Hoy se fue Raúl. A las 7 y media de la mañana sonó el teléfono. Esas llamadas telefónicas o son de alguien en el extranjero, o son malas noticias. Y no era del extranjero. Era el hermano de Raúl diciéndole a mi papá que su mejor amigo se había muerto en el transcurso de la noche. A partir de ese momento, caos. Lágrimas. Miradas incrédulas. Pero si estaba bien, si mi papá habló ayer con él, si nos juntaríamos este sábado a almorzar para celebrar los cumpleaños. Si se estaba recuperando satisfactoriamente de sus últimas operaciones. Si era Raúl. Raúl no se podía ir.
Pero se fue.
Nos queríamos tanto. Me decía que yo era su regalona y él era una de mis personas favoritas. Mientras mi papá está destrozado por esta partida, yo aún no me la creo. Como que me hago la idea que está de viaje, que no lo veré en un tiempo. Pero que después volverá. Y me contará sus anécdotas, miles, de una manera en que solo él sabía contarlas. Y me reiré, nos reiremos con él, porque siempre nos reíamos con él. Y nos comeremos una paella.

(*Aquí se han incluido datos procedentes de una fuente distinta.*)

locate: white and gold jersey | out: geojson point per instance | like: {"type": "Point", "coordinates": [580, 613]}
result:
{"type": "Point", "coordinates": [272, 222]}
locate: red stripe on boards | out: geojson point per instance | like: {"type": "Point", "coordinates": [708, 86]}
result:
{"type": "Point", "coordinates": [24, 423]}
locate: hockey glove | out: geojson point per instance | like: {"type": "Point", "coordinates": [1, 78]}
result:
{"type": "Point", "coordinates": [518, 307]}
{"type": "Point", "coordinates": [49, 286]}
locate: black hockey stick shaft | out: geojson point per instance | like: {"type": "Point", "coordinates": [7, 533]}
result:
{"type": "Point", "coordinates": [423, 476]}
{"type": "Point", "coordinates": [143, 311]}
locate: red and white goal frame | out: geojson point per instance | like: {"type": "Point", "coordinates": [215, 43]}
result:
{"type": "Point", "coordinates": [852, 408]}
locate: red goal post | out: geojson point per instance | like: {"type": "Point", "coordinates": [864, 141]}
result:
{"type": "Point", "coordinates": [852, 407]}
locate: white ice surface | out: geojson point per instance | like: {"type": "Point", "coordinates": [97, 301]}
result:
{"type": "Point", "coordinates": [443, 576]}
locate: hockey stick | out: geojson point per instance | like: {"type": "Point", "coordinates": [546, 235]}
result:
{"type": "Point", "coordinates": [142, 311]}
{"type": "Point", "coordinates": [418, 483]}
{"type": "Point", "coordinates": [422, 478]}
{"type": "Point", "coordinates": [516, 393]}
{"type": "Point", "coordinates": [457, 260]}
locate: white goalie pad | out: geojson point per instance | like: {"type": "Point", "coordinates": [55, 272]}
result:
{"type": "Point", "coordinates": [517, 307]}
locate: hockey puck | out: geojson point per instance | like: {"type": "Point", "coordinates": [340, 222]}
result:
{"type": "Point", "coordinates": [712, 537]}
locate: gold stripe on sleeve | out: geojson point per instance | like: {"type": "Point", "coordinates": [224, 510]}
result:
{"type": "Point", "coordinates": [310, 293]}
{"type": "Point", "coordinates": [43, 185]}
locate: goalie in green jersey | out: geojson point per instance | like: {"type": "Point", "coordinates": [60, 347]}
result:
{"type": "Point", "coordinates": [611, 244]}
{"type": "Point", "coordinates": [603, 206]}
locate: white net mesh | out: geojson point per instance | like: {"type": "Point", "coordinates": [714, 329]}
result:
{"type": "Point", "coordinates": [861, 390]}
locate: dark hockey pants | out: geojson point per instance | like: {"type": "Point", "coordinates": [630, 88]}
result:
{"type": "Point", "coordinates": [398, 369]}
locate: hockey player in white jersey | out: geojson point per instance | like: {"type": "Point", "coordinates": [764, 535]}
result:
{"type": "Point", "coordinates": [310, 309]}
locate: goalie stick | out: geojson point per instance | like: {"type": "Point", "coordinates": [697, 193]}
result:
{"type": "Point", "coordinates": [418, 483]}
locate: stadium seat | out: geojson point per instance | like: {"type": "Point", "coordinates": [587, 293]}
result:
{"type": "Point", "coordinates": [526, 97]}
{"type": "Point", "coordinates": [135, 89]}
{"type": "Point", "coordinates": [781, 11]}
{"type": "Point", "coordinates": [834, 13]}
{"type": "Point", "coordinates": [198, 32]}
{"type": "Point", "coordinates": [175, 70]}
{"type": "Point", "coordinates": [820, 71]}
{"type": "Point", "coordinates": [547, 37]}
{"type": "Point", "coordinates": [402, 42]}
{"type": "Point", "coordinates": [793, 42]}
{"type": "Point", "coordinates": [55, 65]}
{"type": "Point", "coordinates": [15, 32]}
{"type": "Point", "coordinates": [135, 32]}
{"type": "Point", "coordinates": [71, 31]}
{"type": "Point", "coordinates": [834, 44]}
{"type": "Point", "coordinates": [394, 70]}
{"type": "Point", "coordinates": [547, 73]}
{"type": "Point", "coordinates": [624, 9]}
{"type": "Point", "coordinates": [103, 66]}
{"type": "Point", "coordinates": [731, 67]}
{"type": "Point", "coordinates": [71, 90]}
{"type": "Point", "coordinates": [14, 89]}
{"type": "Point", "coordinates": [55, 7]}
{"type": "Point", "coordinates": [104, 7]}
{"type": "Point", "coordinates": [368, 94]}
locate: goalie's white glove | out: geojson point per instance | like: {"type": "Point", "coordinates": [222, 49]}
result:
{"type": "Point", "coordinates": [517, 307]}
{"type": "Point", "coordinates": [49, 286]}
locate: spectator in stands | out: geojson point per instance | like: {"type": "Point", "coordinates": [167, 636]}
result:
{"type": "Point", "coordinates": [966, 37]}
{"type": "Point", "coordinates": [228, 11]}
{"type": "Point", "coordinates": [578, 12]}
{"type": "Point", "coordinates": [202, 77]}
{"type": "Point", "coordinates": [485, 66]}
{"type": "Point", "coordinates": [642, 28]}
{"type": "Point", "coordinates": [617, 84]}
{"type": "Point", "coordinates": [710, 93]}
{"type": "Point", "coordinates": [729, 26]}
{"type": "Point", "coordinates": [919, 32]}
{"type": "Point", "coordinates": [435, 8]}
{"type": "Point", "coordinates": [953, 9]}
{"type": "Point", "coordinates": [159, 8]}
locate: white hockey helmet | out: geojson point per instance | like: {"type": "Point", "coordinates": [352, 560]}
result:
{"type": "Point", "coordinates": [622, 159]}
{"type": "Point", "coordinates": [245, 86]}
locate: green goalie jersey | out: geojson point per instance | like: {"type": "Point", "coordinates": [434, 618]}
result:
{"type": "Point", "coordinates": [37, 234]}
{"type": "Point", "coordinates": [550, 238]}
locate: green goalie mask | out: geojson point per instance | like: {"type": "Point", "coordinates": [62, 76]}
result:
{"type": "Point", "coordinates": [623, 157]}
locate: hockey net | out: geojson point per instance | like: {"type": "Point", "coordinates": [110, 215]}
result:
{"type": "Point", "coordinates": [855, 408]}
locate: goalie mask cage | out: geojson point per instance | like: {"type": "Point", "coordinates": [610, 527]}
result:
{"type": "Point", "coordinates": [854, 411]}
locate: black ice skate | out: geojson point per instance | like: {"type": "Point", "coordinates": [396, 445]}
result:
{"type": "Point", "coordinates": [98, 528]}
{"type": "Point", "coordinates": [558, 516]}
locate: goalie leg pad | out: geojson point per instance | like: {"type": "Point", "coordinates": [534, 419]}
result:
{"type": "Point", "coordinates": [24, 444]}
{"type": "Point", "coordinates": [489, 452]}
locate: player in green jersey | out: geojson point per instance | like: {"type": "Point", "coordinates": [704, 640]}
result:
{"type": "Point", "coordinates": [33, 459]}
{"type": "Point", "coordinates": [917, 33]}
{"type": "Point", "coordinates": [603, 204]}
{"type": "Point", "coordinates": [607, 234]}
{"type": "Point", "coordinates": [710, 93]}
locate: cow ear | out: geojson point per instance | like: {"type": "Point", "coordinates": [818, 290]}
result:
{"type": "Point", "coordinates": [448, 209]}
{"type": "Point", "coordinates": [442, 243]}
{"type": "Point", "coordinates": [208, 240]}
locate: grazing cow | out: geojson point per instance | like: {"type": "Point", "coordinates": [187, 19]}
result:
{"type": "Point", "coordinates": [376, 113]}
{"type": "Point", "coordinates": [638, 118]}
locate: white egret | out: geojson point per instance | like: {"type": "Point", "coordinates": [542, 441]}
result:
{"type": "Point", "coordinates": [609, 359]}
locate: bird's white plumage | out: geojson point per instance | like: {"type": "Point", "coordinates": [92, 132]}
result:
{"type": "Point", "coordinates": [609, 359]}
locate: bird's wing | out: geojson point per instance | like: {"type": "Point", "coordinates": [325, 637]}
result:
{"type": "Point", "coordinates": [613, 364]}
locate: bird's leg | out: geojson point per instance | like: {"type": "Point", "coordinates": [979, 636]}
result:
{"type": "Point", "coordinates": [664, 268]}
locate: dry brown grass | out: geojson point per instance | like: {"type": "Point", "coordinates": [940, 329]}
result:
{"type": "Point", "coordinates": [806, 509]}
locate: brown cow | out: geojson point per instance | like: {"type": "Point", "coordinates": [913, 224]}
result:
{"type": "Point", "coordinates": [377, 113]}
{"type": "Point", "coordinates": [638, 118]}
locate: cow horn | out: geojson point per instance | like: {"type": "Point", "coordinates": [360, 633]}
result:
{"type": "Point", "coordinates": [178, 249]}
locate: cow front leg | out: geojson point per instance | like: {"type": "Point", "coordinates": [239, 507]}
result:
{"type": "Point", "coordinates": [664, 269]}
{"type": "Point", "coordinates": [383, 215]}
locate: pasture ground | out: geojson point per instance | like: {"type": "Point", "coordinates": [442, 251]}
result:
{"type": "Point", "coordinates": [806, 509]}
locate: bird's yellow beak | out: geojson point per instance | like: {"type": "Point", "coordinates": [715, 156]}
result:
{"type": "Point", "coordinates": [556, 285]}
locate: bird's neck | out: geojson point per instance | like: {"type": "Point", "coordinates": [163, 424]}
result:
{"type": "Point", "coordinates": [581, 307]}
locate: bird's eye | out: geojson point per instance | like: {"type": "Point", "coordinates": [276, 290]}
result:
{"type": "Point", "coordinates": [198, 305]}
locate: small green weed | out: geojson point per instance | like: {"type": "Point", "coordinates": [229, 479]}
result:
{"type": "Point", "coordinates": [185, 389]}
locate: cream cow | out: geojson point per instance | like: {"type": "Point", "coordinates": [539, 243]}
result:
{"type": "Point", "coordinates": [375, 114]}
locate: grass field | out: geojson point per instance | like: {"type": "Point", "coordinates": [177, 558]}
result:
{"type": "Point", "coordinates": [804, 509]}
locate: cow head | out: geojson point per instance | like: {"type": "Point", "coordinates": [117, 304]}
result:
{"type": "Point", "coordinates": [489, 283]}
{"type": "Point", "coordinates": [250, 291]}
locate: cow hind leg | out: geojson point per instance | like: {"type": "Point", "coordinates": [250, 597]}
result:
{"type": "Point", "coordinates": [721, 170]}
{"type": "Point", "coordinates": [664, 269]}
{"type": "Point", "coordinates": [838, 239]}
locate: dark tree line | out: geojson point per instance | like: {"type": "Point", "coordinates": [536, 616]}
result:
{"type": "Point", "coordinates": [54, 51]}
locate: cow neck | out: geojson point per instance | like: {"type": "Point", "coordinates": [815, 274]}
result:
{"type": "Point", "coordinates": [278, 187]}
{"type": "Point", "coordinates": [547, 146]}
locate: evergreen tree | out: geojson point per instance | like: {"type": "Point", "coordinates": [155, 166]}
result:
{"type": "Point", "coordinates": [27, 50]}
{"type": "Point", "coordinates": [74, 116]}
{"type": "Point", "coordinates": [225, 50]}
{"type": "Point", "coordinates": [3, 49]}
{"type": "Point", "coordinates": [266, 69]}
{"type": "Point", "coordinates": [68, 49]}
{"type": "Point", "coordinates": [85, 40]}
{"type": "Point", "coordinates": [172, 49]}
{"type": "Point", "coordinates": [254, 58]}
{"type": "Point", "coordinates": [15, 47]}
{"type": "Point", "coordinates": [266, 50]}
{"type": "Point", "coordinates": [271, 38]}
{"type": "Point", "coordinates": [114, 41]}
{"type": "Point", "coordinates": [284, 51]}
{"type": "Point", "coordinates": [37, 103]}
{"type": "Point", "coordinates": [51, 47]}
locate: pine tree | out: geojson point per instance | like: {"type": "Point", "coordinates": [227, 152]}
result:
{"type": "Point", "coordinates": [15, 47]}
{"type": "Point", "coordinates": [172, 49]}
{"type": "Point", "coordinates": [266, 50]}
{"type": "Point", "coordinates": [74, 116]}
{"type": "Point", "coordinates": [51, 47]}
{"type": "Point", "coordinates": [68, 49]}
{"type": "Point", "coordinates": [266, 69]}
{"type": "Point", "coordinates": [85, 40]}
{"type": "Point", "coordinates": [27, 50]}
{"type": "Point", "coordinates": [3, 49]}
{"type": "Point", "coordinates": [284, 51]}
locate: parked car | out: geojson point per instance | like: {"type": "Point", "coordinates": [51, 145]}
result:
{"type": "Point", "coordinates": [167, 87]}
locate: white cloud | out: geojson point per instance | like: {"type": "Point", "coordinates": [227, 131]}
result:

Raúl me enseñó quienes eran Les Luthiers. A él recurrí en más de una oportunidad cuando tuve algún problema o cuando mi papá lo tuvo. Hasta el chiste más fome contado por él era un éxito. Y cuando hablábamos en serio, resultaba ser el tipo más culto y didáctico del mundo. Cuando iba para la casa, era como un evento. Oye, mañana viene Raúl a comer. Maravilloso. No pocas veces sus idas a comer implicaban también cocinar, entonces llegaba hasta con la olla paellera, su cuchillo, y hasta su delantal (talla XXXXL)
Mi relación con la muerte es más bien lejana. Pero Raúl era de las personas más cercanas que tenía. Tal vez por eso estoy como pasmada. Se me han llenado los ojos de lágrimas unas 50 veces en lo que va de esta mañana, pero aún no lloro. Y solo lamento no haber pasado más tiempo con él.